One of the biggest challenges of the data warehousing process is
to bring data out of the variety of systems where it currently is
located and organize it so it all fits together in the data warehouse.
Level
The hierarchies in dimensions have levels which can be used to view
data at various levels of detail. A Time dimension could have levels
for Year, Quarter, Month, and Day. A Product dimension could have
levels for Product Family, Product Category, Product Subcategory,
and Product Name. A Customer Geography dimension could have levels
for Region, Country, District, State, City, and Neighborhood.
M
Multidimensional Schema MDD (Multidimensional Database) The
querying language for OLAP cubes. MDX has some similarities to SQL,
but has many unique features.
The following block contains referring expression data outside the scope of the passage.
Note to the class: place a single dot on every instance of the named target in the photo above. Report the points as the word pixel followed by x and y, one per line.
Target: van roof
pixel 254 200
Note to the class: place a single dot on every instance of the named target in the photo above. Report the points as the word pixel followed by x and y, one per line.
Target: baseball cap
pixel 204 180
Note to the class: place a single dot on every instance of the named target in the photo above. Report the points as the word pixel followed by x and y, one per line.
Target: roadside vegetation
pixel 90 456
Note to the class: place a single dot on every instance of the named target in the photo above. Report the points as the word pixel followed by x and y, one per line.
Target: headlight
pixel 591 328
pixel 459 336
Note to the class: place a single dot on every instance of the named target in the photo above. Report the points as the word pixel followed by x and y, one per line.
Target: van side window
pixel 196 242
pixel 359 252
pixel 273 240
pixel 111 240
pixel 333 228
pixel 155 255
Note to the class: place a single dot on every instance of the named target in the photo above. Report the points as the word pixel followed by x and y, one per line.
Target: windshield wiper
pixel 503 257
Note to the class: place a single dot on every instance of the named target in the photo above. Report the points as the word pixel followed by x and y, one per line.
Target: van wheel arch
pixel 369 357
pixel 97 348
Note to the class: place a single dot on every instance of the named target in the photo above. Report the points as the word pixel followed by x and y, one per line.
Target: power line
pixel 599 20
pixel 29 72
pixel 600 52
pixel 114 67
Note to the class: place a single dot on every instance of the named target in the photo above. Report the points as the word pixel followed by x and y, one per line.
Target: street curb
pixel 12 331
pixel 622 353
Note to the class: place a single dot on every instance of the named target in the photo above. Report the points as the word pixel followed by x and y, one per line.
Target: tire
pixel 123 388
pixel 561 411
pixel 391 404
The following query returns a cellset
with the names of the store regions on the columns, the names of
product families on the rows, and the profit displayed in the cells:
select [Stores].[Region].Members on columns, [Products].{Product
Family].Members on rows from SalesCube where ([Measures].[Profit])
Measure
A numeric value stored in a fact table and in an OLAP cube. Sales
Count, Sales Price, Cost, Discount, and Profit could all be measures
in an OLAP cube.
Member
One of the data points for a level of a hierarchy of a dimension.
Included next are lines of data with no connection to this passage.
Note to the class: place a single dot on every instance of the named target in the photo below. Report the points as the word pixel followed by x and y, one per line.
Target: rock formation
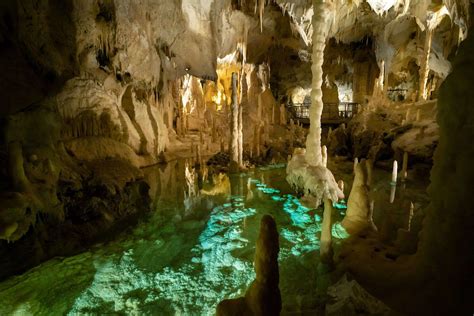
pixel 263 295
pixel 358 205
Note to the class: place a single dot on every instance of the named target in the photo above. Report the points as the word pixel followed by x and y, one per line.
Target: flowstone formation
pixel 263 295
pixel 358 205
pixel 306 171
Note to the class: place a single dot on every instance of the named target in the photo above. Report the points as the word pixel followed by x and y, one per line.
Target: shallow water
pixel 191 252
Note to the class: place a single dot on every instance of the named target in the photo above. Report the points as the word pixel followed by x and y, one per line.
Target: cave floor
pixel 191 252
Some of the members of the Month level of the Time dimension are
January, February, March, and April.
Member Property
An attribute of a level that is available for OLAP querying. In
Microsoft Analysis Services you can create member properties for
any level. These member properties can be referenced directly in
MDX queries and they can also be used for creating virtual dimensions.
Metadata
Also Known As: Meta Data or Meta-data Data that describes the data
in the warehouse. Metadata includes the following: A description
of tables and fields in the warehouse, including data types and
the range of acceptable values. A similar description of tables
and fields in the source databases, with a mapping of fields from
the source to the warehouse. A description of how the data has been
transformed, including formulae, formatting, currency conversion,
and time aggregation. Any other information that is needed to support
and manage the operation of the data warehouse. There are a number
of companies and organizations attempting to standardize the use
of metadata. A standard metadata model would greatly aid the process
of integrating data warehousing tools from different companies.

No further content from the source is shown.